Scientists are planning on breeding pigs for organ transplantation despite the ethical concerns raised by animal rights activists.

With this news that German scientists are intending to breed pigs in order to transplant their hearts into humans, we are certainly in Frankenstein terrority or mad scientist! This is beyond appalling! The exploitation of pigs by humans seems to have no end. This is not acceptable on any level.

Parts from pigs are also used for parts from a pig include antifreeze, fertilizer and adhesives. Pig fat, also known as lard, is used in a wide range of products, such as makeup, food and soap. The skin of a pig can be used to create footballs and clothing items. In the latest exploitation of pigs, they are now being killed for the organs to transplant into humans. There is something very weird about eating an animal and using the same animals for transplants into humans.

German scientists plan to clone and then breed genetically modified pigs to serve as heart donors for humans, based on a simpler version of a US-engineered animal used last month in the world’s first pig-to-human transplant.

Eckhard Wolf, a scientist at Ludwig-Maximilians University (LMU) in Munich, said his team aimed to have the new species, modified from the Auckland Island breed, ready for transplant trials by 2025.

In the first surgery of its kind, a team at the University of Maryland Medicine last month transplanted a heart from a pig with 10 modifications into a terminally ill man. His doctors say he is responding well although risks of infection, organ rejection and high blood pressure remain. “Our concept is to proceed with a simpler model, with five genetic modifications,” said Wolf, whose work has triggered a heated debate in a country with one of Europe’s lowest organ donation rates and a strong animal rights movement.

Wolf said his team would use still inefficient cloning technology to generate only “the founder animals”, from which future genetically identical generations would be bred. The first such generation should be born this year, and their hearts would be tested in baboons before the team sought approval for a human clinical trial in two or three years’ time, Wolf said.

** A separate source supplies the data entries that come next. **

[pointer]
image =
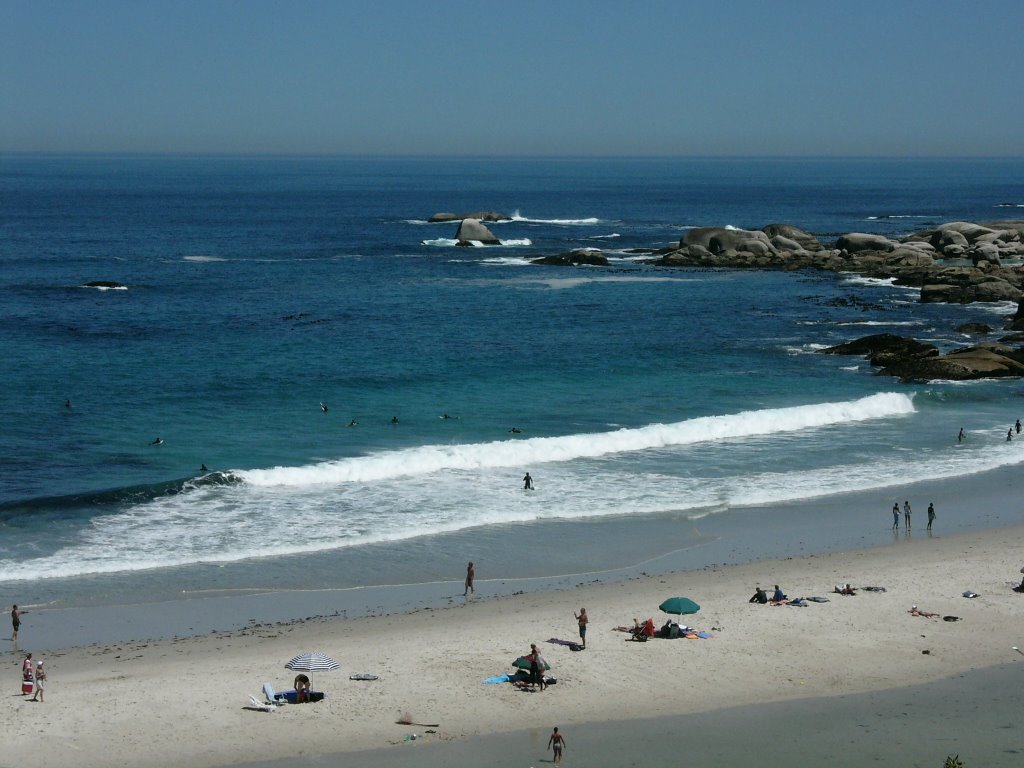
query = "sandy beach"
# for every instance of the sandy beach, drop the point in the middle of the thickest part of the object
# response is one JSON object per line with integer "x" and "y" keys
{"x": 185, "y": 700}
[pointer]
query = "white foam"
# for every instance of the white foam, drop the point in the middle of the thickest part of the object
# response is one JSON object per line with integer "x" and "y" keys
{"x": 535, "y": 451}
{"x": 516, "y": 216}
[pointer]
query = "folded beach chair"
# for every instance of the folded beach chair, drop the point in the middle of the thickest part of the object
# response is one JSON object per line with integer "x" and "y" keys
{"x": 271, "y": 697}
{"x": 256, "y": 705}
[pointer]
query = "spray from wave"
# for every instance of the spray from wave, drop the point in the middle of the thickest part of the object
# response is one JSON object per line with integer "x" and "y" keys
{"x": 428, "y": 459}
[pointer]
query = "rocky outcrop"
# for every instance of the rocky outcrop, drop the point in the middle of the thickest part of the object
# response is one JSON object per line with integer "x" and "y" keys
{"x": 860, "y": 242}
{"x": 478, "y": 215}
{"x": 992, "y": 242}
{"x": 915, "y": 260}
{"x": 587, "y": 256}
{"x": 471, "y": 231}
{"x": 102, "y": 284}
{"x": 773, "y": 247}
{"x": 912, "y": 360}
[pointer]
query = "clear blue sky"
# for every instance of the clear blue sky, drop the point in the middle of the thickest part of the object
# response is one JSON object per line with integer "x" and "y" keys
{"x": 687, "y": 77}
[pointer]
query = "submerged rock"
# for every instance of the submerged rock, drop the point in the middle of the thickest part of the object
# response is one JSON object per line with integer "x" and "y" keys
{"x": 472, "y": 230}
{"x": 911, "y": 360}
{"x": 588, "y": 256}
{"x": 478, "y": 215}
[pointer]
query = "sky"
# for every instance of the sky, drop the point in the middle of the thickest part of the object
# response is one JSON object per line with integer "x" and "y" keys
{"x": 691, "y": 78}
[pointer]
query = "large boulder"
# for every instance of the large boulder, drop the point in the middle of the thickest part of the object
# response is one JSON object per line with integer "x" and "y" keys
{"x": 858, "y": 242}
{"x": 913, "y": 360}
{"x": 471, "y": 230}
{"x": 806, "y": 241}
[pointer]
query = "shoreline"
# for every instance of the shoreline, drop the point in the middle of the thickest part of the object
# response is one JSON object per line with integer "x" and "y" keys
{"x": 188, "y": 695}
{"x": 655, "y": 545}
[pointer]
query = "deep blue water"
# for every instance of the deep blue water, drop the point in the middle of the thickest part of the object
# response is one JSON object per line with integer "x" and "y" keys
{"x": 257, "y": 289}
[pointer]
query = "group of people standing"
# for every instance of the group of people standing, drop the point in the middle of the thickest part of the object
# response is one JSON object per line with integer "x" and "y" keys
{"x": 907, "y": 513}
{"x": 33, "y": 678}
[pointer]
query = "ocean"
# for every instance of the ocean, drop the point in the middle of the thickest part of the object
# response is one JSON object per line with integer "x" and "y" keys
{"x": 256, "y": 291}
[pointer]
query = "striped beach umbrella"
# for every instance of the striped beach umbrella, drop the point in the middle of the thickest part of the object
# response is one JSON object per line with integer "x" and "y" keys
{"x": 311, "y": 663}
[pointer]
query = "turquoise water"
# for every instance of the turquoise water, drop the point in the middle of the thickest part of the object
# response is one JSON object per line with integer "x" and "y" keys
{"x": 257, "y": 289}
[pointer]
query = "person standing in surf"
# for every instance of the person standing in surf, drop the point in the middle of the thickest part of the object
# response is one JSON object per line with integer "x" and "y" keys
{"x": 582, "y": 621}
{"x": 556, "y": 742}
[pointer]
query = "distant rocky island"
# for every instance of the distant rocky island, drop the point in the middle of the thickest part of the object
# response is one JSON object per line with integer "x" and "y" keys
{"x": 956, "y": 262}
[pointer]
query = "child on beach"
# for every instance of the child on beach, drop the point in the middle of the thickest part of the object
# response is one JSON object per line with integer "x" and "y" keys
{"x": 40, "y": 682}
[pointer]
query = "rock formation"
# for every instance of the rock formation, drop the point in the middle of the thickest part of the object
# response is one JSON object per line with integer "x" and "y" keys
{"x": 912, "y": 360}
{"x": 471, "y": 230}
{"x": 589, "y": 256}
{"x": 478, "y": 215}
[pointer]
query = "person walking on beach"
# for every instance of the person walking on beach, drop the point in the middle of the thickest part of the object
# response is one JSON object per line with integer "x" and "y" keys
{"x": 40, "y": 682}
{"x": 556, "y": 742}
{"x": 28, "y": 670}
{"x": 582, "y": 621}
{"x": 15, "y": 621}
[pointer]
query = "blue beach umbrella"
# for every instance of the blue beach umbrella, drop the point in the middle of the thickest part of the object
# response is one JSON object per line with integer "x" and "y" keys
{"x": 679, "y": 606}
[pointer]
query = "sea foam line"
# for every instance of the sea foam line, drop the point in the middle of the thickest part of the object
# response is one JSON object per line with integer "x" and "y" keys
{"x": 532, "y": 451}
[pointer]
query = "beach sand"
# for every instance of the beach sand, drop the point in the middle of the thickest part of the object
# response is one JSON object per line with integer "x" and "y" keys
{"x": 184, "y": 701}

Transplants are used for people diagnosed with organ failure who have no other treatment options, a waiting list that numbered around 8,500 people in Germany at the end of 2021, according to data from the country’s Organ Transplantation Foundation. Wolf’s supporters say animal donors could help shorten that list, but opponents say the technology rides roughshod over the rights of animals, degrading pigs to the status of organ factories while the monkeys used in transplant experiments die in agony.

In February 2019, a petition by German pressure group Doctors Against Animal Experiments demanding a ban on xenotransplantation research collected over 57,000 signatures. Kristina Berchtold, a spokesperson for the Munich branch of Germany’s Animal Welfare Association, called the practice “ethically very questionable”.

“Animals should not serve as spare parts for humans,” she said. “… A pet, a so-called farm animal, a clone or a naturally born animal all have the same needs, fears and also rights.”